The silky sifaka is a large lemur characterized by long, silky, white fur. It has a very restricted range in northeastern Madagascar, where it is known locally as the simpona. It is listed by the International Union for Conservation of Nature as one of the world’s 25 most critically endangered primates.
About Silky sifaka in brief
The silky sifaka is a large lemur characterized by long, silky, white fur. It has a very restricted range in northeastern Madagascar, where it is known locally as the simpona. It is listed by the International Union for Conservation of Nature as one of the world’s 25 most critically endangered primates. The species is only found within a few protected areas in the rainforests of northeastern Madagascar. It consumes mainly leaves and seeds, but also fruit, flowers, and even soil on occasion. Males frequently scent-mark on top of scent marks made by other group members, particularly females. Males also gouge trees with their toothcomb prior to chest scent-marksing. The name’sifaka’ is a reference to a common general alarm vocalization given by western dry forest sifakas in which they emit an explosive, hiss-like \”shee-faak\” call several times in succession. It relies strongly on scent for communication, and only mates one day a year during the start of the rainy season. It lives in groups of two to nine individuals, and spends most of its day feeding and resting, though it also devotes a considerable amount of time to social behaviors, such as playing and grooming, as well as travelling. Females occasionally take priority over males during feeding. As with other lemurs, nonmaternal infant care is common, and both sexes often groom, play with, occasionally carry, and nurse infants that are not their own.

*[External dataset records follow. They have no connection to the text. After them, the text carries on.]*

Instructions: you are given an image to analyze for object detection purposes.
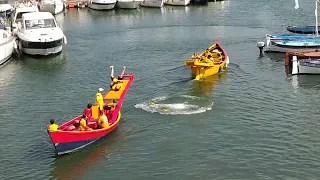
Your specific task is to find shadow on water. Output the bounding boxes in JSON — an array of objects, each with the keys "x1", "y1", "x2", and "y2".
[
  {"x1": 288, "y1": 75, "x2": 320, "y2": 91},
  {"x1": 50, "y1": 128, "x2": 119, "y2": 179},
  {"x1": 20, "y1": 52, "x2": 67, "y2": 72},
  {"x1": 190, "y1": 70, "x2": 228, "y2": 97},
  {"x1": 87, "y1": 8, "x2": 116, "y2": 19}
]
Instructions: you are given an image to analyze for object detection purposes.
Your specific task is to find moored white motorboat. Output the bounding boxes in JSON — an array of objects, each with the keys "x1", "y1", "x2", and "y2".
[
  {"x1": 141, "y1": 0, "x2": 164, "y2": 8},
  {"x1": 38, "y1": 0, "x2": 64, "y2": 15},
  {"x1": 164, "y1": 0, "x2": 190, "y2": 6},
  {"x1": 285, "y1": 50, "x2": 320, "y2": 75},
  {"x1": 117, "y1": 0, "x2": 142, "y2": 9},
  {"x1": 12, "y1": 3, "x2": 39, "y2": 34},
  {"x1": 88, "y1": 0, "x2": 117, "y2": 10},
  {"x1": 17, "y1": 12, "x2": 67, "y2": 55},
  {"x1": 0, "y1": 26, "x2": 15, "y2": 65},
  {"x1": 0, "y1": 4, "x2": 14, "y2": 15}
]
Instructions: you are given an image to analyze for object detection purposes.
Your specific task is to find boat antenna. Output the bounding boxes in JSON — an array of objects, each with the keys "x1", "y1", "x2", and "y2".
[{"x1": 314, "y1": 0, "x2": 319, "y2": 37}]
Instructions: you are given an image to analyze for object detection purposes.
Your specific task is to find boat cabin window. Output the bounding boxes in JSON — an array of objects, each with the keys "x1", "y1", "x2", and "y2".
[
  {"x1": 16, "y1": 12, "x2": 28, "y2": 21},
  {"x1": 25, "y1": 19, "x2": 56, "y2": 30}
]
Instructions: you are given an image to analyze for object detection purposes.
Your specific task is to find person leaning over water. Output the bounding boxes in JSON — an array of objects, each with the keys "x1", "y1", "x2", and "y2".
[
  {"x1": 110, "y1": 66, "x2": 126, "y2": 91},
  {"x1": 98, "y1": 111, "x2": 109, "y2": 128},
  {"x1": 49, "y1": 119, "x2": 59, "y2": 131},
  {"x1": 96, "y1": 88, "x2": 104, "y2": 110},
  {"x1": 83, "y1": 103, "x2": 92, "y2": 118}
]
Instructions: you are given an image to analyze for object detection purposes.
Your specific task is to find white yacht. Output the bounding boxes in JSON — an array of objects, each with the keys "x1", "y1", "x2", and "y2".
[
  {"x1": 117, "y1": 0, "x2": 143, "y2": 9},
  {"x1": 12, "y1": 3, "x2": 39, "y2": 34},
  {"x1": 141, "y1": 0, "x2": 164, "y2": 8},
  {"x1": 88, "y1": 0, "x2": 117, "y2": 10},
  {"x1": 0, "y1": 4, "x2": 14, "y2": 15},
  {"x1": 164, "y1": 0, "x2": 190, "y2": 6},
  {"x1": 38, "y1": 0, "x2": 64, "y2": 15},
  {"x1": 0, "y1": 19, "x2": 15, "y2": 65},
  {"x1": 17, "y1": 12, "x2": 67, "y2": 56}
]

No local fady exists against eating this species. Habitat disturbance, like slash-and-burn agriculture, illegal logging of precious woods and fuel-wood, also occurs within the protected areas where it was found. The silkySifaka was initially described in 1871 by French naturalist Alfred Grandidier in a formally published letter to French zoologist Alphonse Milne-Edwards. He then named the species Propithecus candidus due to its white color, which he likened to that of Verreaux’s s ifaka, but without the dark fur on its head or the ash-colored spot on the back. The specific name, candidus, is Latin for \”white\”, while the specific name of the taxonomic synonym sericeus is derived from the Greek word for \”silk\”. The first specimen was obtained in 1872 and provided by a Monsieur Guurur Guinet, a planter from Sambava. Upon those findings, they changed the name to P. candidus sericeus. Upon further review, Grandidiers demoted the silky Sifaka to a variety or \”race of the diademed sifka\” by 1931, taking all eastern sifaks into account. By the time of the 1931 German lemur taxonomy, the original name had become a synonym for the original species, Propitheus candidus. The current name is P. sericeUS.